Privilege Excerpt


Doctor Barker Samuel Stone had no idea where he was.

His first thought – froth struggling to the surface of the tar – was this: Mexico? Had he somehow been delivered south of yet another border?

Room drenched in tacky Mexicana, like an exploded souvenir shop. Honey-mustard walls dripping with sombreros, decorative plates—

Whatshisname? Enraptured flautist with the hedgehog spikes? Kinkajou? No, those were the ornery bear rats from Guatemala. UhKilimanjaro?

—crucifixes of varied sizes and materials: wood, punched tin, embroidered lace…

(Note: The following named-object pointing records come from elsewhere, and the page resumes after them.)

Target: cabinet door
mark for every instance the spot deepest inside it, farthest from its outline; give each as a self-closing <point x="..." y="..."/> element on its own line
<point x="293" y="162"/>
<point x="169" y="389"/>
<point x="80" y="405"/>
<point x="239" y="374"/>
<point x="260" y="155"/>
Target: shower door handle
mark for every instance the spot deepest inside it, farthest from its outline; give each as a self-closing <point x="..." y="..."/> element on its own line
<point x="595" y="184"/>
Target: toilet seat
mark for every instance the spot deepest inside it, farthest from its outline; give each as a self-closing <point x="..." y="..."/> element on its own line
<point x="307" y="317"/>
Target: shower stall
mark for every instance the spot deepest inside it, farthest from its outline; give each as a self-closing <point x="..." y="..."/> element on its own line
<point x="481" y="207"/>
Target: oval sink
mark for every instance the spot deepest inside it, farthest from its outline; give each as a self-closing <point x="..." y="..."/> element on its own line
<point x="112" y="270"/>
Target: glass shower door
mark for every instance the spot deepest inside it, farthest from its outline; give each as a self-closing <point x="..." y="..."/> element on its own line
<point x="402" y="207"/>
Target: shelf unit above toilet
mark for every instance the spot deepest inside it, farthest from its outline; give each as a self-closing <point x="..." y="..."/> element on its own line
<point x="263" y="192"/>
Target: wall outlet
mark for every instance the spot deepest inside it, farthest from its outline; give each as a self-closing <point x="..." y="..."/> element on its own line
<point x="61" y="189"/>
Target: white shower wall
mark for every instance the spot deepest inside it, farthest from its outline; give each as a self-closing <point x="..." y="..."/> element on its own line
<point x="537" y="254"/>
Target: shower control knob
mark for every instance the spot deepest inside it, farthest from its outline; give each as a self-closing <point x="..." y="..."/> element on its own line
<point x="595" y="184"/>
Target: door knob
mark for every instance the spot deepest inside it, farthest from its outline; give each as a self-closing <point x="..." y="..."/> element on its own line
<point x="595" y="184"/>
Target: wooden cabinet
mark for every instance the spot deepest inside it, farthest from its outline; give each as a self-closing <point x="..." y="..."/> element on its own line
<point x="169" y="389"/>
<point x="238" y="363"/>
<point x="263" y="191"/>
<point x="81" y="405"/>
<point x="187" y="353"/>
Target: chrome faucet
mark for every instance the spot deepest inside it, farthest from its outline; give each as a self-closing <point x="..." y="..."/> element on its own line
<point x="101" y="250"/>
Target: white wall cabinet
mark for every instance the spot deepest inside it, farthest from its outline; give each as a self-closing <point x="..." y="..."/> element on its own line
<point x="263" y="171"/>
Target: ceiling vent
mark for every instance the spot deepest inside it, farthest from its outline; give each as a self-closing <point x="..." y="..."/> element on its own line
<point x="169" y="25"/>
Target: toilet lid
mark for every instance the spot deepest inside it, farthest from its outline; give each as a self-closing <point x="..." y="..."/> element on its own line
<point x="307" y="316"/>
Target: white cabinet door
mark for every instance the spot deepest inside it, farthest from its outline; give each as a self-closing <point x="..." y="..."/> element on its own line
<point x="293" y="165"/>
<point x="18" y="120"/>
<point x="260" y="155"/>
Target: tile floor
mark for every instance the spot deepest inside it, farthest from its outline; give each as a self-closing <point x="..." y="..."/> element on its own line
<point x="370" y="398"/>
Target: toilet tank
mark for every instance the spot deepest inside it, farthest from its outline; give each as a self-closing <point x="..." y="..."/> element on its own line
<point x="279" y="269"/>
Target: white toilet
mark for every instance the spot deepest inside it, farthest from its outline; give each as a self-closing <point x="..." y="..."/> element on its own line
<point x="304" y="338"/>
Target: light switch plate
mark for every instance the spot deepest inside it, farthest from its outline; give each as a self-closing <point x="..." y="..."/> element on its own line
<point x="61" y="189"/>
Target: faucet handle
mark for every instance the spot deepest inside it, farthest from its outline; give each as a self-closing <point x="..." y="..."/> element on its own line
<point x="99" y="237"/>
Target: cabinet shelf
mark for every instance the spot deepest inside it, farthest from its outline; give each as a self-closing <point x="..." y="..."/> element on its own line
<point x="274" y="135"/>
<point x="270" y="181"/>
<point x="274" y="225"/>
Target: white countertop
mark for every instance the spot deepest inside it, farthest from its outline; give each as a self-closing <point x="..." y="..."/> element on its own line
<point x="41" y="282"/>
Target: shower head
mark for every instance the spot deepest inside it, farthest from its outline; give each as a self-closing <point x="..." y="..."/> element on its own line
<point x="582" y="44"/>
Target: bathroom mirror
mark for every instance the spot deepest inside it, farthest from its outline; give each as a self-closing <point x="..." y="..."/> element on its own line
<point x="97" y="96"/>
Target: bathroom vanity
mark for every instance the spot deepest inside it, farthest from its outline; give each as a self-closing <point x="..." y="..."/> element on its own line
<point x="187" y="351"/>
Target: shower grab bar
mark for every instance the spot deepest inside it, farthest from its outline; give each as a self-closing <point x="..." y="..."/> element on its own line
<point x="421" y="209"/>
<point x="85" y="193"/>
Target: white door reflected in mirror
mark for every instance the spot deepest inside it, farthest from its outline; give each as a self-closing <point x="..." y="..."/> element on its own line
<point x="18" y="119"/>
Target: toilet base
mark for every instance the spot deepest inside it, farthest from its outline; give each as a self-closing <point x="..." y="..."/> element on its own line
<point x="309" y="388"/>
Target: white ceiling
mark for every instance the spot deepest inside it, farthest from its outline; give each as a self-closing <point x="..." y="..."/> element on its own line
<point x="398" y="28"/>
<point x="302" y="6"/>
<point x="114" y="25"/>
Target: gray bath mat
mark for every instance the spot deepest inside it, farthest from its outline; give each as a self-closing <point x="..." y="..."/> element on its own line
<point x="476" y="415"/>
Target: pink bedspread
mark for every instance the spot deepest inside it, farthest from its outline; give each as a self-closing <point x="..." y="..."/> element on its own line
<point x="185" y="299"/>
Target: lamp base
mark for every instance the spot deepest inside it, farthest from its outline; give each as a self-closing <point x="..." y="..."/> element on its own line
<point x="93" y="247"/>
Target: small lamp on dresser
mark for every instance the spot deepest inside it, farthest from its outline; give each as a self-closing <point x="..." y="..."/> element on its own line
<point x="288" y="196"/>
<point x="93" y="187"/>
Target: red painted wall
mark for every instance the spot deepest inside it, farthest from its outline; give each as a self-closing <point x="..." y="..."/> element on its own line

A bubble broke through, a snippet of text – Authentic Talavera tiles Burst. Irretrievable.

Article? Brochure?


Inside: Arrhythmic thumping. Thump thump thump.

His heart?

Large flat-screen television mounted on the wall. A man. A face. A familiar face: thinning patch of shorn, blonde bristle; porcine eyes restless; neck crimson, overflowing his open collar like dough; porpoise-smooth skin speckled with sweat, glistening under stark white light.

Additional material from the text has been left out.